Using the Pipeline
Setting up the Pipeline
Get the code
- Clone the repository (opens in a new tab) or download the source code of a specific release (opens in a new tab).
- Create a virtual environment using
python3.11 -m venv .venv
- Always activate the virtual environment using
source .venv/bin/activate
- Install the dependencies using
pip install ".[dev]"
orpdm sync --group dev
We highly recommend using PDM (opens in a new tab) - a Python package manager - over pip. PDM uses a pdm.lock
file - next to the pyproject.toml
file - to pin the dependencies to specific versions. pdm sync
installs the exact same dependencies on every system, hence errors are less likely not to be reproducible.
In our chair, we moved many projects from Poetry (opens in a new tab) to PDM (opens in a new tab) because Poetry uses its own pyproject.toml
schema in contrast to PDM, which uses PEP standards (PEP 508 (opens in a new tab), PEP 517 (opens in a new tab), PEP 621 (opens in a new tab)).

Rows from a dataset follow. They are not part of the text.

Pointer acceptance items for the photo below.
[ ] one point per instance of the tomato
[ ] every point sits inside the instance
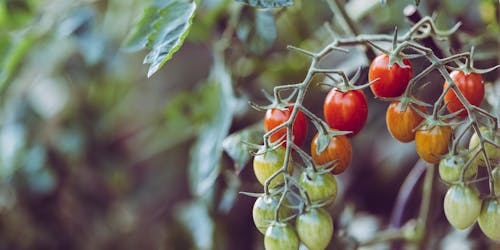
(462, 206)
(496, 178)
(280, 236)
(489, 219)
(492, 152)
(263, 211)
(339, 148)
(321, 188)
(431, 143)
(346, 111)
(392, 81)
(471, 86)
(275, 117)
(266, 164)
(451, 166)
(315, 228)
(401, 122)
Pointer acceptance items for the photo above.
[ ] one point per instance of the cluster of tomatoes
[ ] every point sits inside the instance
(346, 109)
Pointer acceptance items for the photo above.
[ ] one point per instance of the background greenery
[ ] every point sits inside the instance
(96, 155)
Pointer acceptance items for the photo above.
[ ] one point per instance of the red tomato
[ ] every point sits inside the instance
(275, 117)
(471, 86)
(401, 123)
(392, 81)
(339, 148)
(346, 111)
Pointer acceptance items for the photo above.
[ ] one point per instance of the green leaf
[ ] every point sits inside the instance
(162, 29)
(257, 28)
(239, 151)
(267, 3)
(204, 167)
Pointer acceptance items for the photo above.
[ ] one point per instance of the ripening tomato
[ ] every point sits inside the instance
(339, 149)
(392, 80)
(492, 152)
(267, 163)
(321, 188)
(280, 236)
(432, 143)
(462, 206)
(489, 218)
(471, 86)
(401, 122)
(275, 117)
(451, 167)
(346, 111)
(315, 228)
(263, 211)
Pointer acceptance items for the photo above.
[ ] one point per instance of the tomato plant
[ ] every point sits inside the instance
(470, 85)
(402, 121)
(281, 236)
(346, 111)
(432, 142)
(275, 117)
(489, 218)
(321, 187)
(315, 228)
(462, 206)
(338, 151)
(392, 79)
(263, 211)
(267, 162)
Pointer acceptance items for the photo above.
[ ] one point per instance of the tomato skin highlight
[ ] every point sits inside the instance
(266, 164)
(320, 187)
(401, 123)
(471, 86)
(346, 111)
(392, 82)
(263, 211)
(280, 236)
(489, 219)
(275, 117)
(431, 143)
(339, 148)
(462, 206)
(315, 228)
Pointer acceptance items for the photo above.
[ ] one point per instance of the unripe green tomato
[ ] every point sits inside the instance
(451, 166)
(281, 236)
(489, 219)
(266, 164)
(321, 188)
(496, 177)
(315, 228)
(492, 152)
(462, 206)
(263, 211)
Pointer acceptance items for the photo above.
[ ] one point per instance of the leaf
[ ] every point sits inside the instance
(195, 218)
(162, 29)
(257, 28)
(204, 167)
(267, 3)
(239, 151)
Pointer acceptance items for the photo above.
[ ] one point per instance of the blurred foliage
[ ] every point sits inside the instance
(95, 155)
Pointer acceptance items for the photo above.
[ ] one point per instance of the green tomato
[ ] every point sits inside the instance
(451, 166)
(315, 228)
(492, 152)
(462, 206)
(266, 164)
(321, 188)
(281, 236)
(263, 211)
(489, 219)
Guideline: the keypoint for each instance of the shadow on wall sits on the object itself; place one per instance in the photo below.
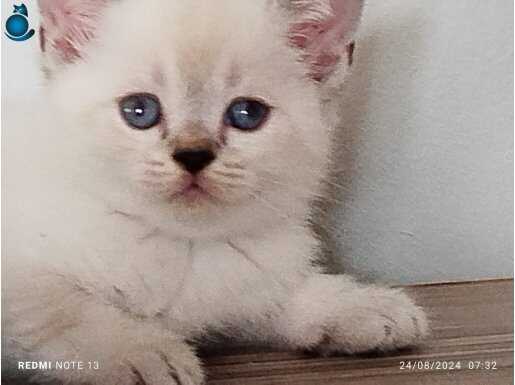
(353, 111)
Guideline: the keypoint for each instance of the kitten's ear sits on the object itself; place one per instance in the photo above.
(323, 30)
(66, 26)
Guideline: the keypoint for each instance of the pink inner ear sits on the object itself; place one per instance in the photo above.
(68, 25)
(324, 41)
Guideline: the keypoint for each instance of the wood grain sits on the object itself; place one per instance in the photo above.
(471, 322)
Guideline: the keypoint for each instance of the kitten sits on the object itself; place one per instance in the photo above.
(165, 189)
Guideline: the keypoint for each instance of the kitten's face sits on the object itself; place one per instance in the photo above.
(197, 107)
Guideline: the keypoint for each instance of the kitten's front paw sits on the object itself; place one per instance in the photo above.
(157, 368)
(386, 319)
(179, 366)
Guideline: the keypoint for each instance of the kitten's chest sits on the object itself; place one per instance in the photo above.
(194, 282)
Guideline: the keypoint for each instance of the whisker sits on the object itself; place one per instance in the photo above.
(157, 173)
(270, 206)
(233, 165)
(229, 174)
(154, 163)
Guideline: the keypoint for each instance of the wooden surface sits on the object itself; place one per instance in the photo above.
(471, 322)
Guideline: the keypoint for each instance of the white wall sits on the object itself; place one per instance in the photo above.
(427, 141)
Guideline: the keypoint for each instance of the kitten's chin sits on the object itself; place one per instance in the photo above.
(195, 194)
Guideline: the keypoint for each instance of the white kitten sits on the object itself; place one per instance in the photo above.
(165, 189)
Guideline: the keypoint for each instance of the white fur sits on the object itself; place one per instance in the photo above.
(100, 266)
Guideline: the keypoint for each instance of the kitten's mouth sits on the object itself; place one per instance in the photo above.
(192, 191)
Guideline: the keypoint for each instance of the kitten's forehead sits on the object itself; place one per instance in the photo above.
(197, 39)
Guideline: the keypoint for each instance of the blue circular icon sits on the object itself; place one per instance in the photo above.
(17, 25)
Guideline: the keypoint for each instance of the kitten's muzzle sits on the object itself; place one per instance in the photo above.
(193, 160)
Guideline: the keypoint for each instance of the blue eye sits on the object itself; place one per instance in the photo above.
(246, 114)
(140, 111)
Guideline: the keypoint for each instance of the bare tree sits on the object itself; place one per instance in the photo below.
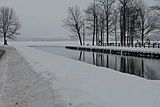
(115, 23)
(107, 6)
(147, 21)
(91, 14)
(74, 21)
(9, 24)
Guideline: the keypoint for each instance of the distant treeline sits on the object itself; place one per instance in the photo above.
(128, 20)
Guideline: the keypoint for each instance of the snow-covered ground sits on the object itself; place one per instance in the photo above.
(78, 84)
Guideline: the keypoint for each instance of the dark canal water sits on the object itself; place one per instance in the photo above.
(142, 67)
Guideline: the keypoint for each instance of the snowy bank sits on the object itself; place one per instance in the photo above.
(83, 85)
(20, 86)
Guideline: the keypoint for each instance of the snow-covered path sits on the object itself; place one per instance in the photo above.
(83, 85)
(20, 86)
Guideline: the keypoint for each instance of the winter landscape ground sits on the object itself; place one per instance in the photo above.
(33, 78)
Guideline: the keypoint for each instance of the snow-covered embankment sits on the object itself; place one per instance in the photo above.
(20, 86)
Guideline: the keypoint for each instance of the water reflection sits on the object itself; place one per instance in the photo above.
(142, 67)
(134, 66)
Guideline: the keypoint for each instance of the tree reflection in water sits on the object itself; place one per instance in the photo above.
(124, 64)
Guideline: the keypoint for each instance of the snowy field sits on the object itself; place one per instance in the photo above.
(62, 82)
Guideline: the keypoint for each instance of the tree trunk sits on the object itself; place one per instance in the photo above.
(5, 40)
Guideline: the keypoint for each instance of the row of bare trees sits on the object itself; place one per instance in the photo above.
(125, 20)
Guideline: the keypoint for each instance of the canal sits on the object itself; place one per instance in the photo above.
(142, 67)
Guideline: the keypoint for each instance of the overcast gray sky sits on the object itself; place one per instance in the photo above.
(43, 18)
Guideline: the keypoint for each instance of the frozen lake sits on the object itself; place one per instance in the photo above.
(142, 67)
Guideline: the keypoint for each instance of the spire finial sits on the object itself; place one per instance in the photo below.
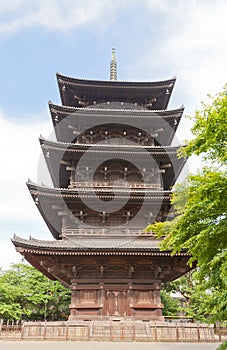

Pip or any other tool can work with these PEP standards, but if Poetry has an issue, you cannot just use another tool - this happened to us a few times.
Configure it on your system
- Install System Dependencies: e.g.
sudo apt install unzip gfortran
- Use the
config/config.template.json
to create aconfig.json
file. - Set up the metadata locally or remotely (see metadata guide)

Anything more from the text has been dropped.